La alegría del anciano Simeón contrasta con la verdad dura de su profecía, que sigue al canto. Una revelación hecha a María, anunciando el sufrimiento que tendrá por causa de su hijo (Jn 2, 35):
“¡y a ti misma una espada te atravesará el alma!”
El anuncio de Simeón antecede al sufrimiento de María, compañera de viaje de Jesús en su predicar, que habría de sufrir a los pies de la Cruz la pérdida de su único hijo. Una imagen, la daga que atraviesa el corazón, que se muestra en muchas de las vírgenes que cada Semana Santa recorren las calles de pueblos y ciudades, bajo palios plagados de velas.

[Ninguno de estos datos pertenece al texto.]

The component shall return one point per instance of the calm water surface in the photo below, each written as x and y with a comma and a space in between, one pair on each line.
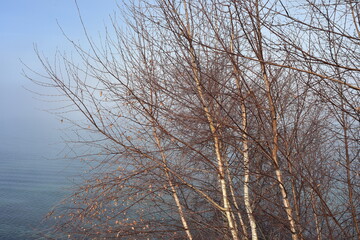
29, 186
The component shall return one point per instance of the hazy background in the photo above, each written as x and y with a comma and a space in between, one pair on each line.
33, 173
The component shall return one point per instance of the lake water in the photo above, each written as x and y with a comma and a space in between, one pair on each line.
29, 186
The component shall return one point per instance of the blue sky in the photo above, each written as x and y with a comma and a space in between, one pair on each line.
24, 23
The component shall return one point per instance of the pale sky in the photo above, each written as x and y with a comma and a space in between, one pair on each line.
24, 23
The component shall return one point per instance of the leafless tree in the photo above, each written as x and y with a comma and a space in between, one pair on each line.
216, 120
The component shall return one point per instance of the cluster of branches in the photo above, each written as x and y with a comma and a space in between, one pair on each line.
218, 120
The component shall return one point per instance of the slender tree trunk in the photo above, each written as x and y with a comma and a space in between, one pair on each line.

Tras el encuentro con el anciano los padres de Jesús dan con Ana. Una mujer de avanzada edad, también del “resto de Israel”, piadosa y creyente en la venida del Mesías. Ella reconoce en Jesús al liberador del mundo.
La anciana, cuenta el evangelista, se puso a alabar a Dios y a hablar del Niño a cuantos llegaban al templo, anunciando a los judíos la llegada del Mesías y encendiendo la vela de la esperanza en todo Jerusalén.